Quantitative data such as time and money require other unique methods to evaluate. For example, say you are trying to decide between three investment opportunities: one is a sure bet, but doesn’t pay very much. Another pays much more, but requires you to wait for a few years. The third might pay off very well, but involves some risk. Which should you choose? Decision analysis can help here as well. You can account for time differences by calculating your time discount rate and decreasing the value by that amount. You can also calculate how risk-averse you are and discount the value of an alternative for risk as well. This allows you to level the playing field and translate very different alternatives into net-present, risk-adjusted values.

Donald Adolphson teaches a Decision Analysis class at Brigham Young University. Every September, Professor Adolphson receives a new group of graduate students from widely-varying backgrounds, and walks them through basic Excel skills and problem statement construction. After a few months, they are completing advanced analysis projects for government, nonprofit, and private institutions. Students build a toolkit that combines business strategy, economic modeling, and even some actuarial methods. The projects this year were as varied as the students’ backgrounds: one project evaluated an array of insurance policies to minimize cost; another analyzed water usage in the university bathrooms; one team of students worked with the State of Utah to determine how best to decrease waste from plastic bags. After only one semester, it is hard to believe that some of these students studied Humanities, and had never created a spreadsheet before.

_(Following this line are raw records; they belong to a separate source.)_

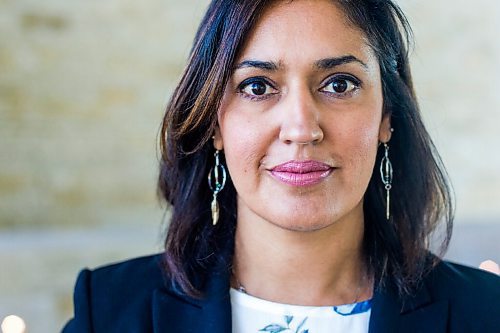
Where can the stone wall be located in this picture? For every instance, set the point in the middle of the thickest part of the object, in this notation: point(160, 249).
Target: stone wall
point(82, 89)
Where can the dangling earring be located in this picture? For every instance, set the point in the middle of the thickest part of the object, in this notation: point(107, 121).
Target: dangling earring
point(217, 186)
point(386, 175)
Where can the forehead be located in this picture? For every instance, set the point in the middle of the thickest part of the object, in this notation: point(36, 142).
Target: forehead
point(304, 30)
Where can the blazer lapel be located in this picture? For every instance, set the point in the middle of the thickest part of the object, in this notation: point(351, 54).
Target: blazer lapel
point(418, 313)
point(175, 312)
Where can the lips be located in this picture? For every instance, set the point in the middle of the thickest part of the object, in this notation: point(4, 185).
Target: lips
point(301, 173)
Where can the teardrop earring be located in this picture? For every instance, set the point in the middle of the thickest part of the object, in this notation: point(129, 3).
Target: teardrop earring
point(386, 172)
point(218, 171)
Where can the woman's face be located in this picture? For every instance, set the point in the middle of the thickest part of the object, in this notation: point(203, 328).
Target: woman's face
point(301, 118)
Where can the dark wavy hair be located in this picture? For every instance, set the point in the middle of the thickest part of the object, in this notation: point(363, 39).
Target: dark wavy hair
point(397, 250)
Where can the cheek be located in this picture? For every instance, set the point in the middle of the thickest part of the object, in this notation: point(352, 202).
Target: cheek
point(242, 147)
point(360, 146)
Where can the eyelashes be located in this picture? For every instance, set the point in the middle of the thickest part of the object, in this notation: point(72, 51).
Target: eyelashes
point(336, 86)
point(257, 88)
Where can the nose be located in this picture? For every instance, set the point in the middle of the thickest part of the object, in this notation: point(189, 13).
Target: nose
point(301, 119)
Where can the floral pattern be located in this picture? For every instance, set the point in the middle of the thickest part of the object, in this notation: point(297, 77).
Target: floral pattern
point(344, 310)
point(277, 328)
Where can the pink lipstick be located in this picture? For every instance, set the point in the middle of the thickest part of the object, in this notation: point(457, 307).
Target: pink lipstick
point(301, 173)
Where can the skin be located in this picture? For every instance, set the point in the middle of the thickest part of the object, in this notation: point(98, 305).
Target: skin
point(303, 241)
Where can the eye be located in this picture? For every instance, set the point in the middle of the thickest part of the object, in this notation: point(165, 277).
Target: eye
point(256, 88)
point(341, 85)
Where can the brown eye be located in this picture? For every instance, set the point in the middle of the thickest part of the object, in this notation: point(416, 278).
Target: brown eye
point(258, 88)
point(341, 85)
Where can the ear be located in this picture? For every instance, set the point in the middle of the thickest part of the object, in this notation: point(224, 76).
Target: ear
point(218, 142)
point(385, 130)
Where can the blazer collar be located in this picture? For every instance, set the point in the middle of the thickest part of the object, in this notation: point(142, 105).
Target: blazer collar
point(173, 311)
point(416, 313)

Until recently, scientists were convinced that the brain is like quick-set concrete: starting in the teenage years, neural connections become set in stone and are hard or impossible to alter. Recent research has unearthed the concept of neural plasticity, or the brain’s ability to profoundly change itself even in old age. Professor Adolphson’s course shows us that people from many different walks of life can internalize sophisticated Decision Analysis techniques and incorporate them into daily life.



[1] The principles referred to in this essay are found in the book Smart Choices: A Practical Guide to Making Better Decisions, by Hammond, Keeney, and Raiffa. The quantitative techniques incorporate the curriculum of Dr. Donald Adolphson from the Marriott School of Management at Brigham Young University.

[2] There is a substantial body of literature on the Analytical Hierarchy Process, largely developed by Mr. Saaty. An Analytical Network Process, involving more complex relationships, is also growing in use.